Get your shit together, Google - tonylampada
https://medium.com/@gabrielqbm/when-google-decides-your-problem-is-not-relevant-enough-to-be-solved-8da08f1e97e3

======
tristor
A better question would be: Is the function of adding an additional namespace
an API call? And if it's not, why not?

Doing this type of action through a web interface when you've had to do it
hundreds of times is already terribly inefficient, it'd be much better to do
it programmatically.

------
alasdair_
There are other major problems in the appengine console. For example, clicking
“Datastore Admin” is supposed to open the admin console in an iframe. It
simply doesn’t work.

Digging into the code I see that the issue is “Unable to open XXXX in a frame
because it set ‘X-Frame-Options’ to ‘DENY’.”
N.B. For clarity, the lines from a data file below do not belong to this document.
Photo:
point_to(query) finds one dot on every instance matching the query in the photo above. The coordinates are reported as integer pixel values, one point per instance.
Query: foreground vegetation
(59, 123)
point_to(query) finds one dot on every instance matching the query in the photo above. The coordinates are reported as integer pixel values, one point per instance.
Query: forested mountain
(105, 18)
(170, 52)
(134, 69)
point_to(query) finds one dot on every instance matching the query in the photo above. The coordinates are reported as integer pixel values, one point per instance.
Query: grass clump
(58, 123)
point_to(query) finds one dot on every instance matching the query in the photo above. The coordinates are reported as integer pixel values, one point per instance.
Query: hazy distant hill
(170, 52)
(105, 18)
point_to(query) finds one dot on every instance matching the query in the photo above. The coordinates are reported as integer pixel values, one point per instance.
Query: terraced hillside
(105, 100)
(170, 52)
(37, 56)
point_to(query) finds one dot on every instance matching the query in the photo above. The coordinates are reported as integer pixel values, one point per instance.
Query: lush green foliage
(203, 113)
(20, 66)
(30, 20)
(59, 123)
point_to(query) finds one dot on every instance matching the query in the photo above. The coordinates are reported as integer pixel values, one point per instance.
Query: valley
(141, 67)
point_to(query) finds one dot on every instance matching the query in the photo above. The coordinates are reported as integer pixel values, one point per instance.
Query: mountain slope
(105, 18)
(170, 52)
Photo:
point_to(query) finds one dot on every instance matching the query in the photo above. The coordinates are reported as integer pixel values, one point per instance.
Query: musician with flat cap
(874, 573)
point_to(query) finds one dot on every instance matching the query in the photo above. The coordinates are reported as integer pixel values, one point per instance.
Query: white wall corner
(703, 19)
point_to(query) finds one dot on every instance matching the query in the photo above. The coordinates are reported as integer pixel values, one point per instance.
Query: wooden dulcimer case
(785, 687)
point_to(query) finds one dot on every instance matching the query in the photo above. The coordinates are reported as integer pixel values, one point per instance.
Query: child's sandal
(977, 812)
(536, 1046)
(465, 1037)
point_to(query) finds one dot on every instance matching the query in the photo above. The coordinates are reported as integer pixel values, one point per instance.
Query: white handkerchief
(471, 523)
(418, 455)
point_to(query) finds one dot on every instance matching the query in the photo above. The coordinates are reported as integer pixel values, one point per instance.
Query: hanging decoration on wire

I can tease out the URL and then open in a new tab but a huge portion of users
will never think to do this.

It’s appalling. We reported it a year and a half ago and still no fix. We pay
thousands of dollars a month for appengine but no one will fix it.

------
jbob2000
I dunno if I would call it lazy html, but more likely that they have a bunch
of code/libraries compiling views or templates, which is causing the ugliness.

I know that we have pretty ugly html in our product because we have to do a
lot of bullshit to get it working cross-browser and cross-platform.